Holbrook House, the swanky bar and restaurant that opened Wednesday in the Financial District, has marble floors and two-person booths upholstered in blue satin. Guests dining at select tables need only flip a switch to call for Champagne or another martini.
The unusual design feature is among the five-star guest amenities built to match the grandeur of the expansive hall built to house a bank at 1 Sansome St. back in 1910. Its latest transformation includes an oval-shaped bar, forest green old-fashioned barbershop-style chairs and lots of brass.
Flip the switch (left for bubbly, right for gin), and a globe-shaped bulb illuminates, prompting a bartender to wheel over a 1920s-era vintage cart with seven kinds of sparkling wine by the glass ($14 to $58 for Dom Perignon) to complement the upscale American menu. The martini cart offers an array of gins and vodkas, with garnishes for the bartender to prepare your cocktail tableside ($16 and up).
Really want to indulge? To your martini service, add a caviar “bump,” a $10 serving of fish eggs from the California Caviar Company scooped onto the back of your hand (to be eaten, not snorted). It’s a preview of the establishment’s caviar cart service. In case you were wondering, there’s no switch.
“We were thinking about it,” said Hernan Martinez, general manager and beverage director. “But three lights would have been a lot.”
The elegant Holbrook House abuts a light-filled atrium known as the Conservatory, a privately owned public open space that was once studded with palm trees and will now operate as a catering venue seating up to 2,000. (It will remain open to the public.)

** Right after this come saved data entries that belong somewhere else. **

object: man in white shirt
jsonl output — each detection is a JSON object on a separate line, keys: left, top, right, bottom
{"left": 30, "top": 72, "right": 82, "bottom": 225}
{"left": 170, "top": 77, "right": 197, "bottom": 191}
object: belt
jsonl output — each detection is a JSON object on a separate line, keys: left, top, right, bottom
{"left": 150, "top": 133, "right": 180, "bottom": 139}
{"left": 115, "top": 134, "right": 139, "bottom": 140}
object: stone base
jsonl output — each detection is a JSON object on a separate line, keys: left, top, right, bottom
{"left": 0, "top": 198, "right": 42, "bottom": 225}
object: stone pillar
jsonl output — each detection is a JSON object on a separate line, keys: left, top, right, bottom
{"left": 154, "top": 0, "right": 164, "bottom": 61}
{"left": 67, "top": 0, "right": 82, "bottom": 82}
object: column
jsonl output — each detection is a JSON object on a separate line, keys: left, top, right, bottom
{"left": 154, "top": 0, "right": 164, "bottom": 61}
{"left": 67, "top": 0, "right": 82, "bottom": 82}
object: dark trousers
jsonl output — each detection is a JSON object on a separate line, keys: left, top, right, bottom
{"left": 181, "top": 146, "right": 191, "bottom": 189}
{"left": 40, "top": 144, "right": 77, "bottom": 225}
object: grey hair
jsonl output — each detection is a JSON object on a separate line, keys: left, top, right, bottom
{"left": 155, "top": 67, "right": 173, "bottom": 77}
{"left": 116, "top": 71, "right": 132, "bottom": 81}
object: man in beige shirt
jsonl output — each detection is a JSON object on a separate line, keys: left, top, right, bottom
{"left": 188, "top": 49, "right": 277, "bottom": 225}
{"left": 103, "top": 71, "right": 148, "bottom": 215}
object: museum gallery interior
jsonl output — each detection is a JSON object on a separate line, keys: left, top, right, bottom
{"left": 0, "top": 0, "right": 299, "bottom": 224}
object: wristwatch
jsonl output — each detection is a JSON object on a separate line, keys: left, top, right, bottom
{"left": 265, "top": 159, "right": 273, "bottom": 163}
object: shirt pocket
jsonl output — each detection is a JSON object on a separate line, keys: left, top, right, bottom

The ground-floor bar and restaurant is led by Philip Siegel, a veteran of the Julia Morgan Ballroom and the Merchants Exchange Club.
In a 2022 Chronicle article, Siegel said the new establishment—which cost an estimated $24 million to renovate—would be a place “where people drink martinis and sip Champagne and feel very good about it.”
Observers hope it heralds a new era of elegance for the city’s beleaguered Financial District, as Downtown San Francisco strives to cement itself as a high-end nightlife destination, with openings of new venues, including the Dawn Club, Felix and Bar Sprezzatura.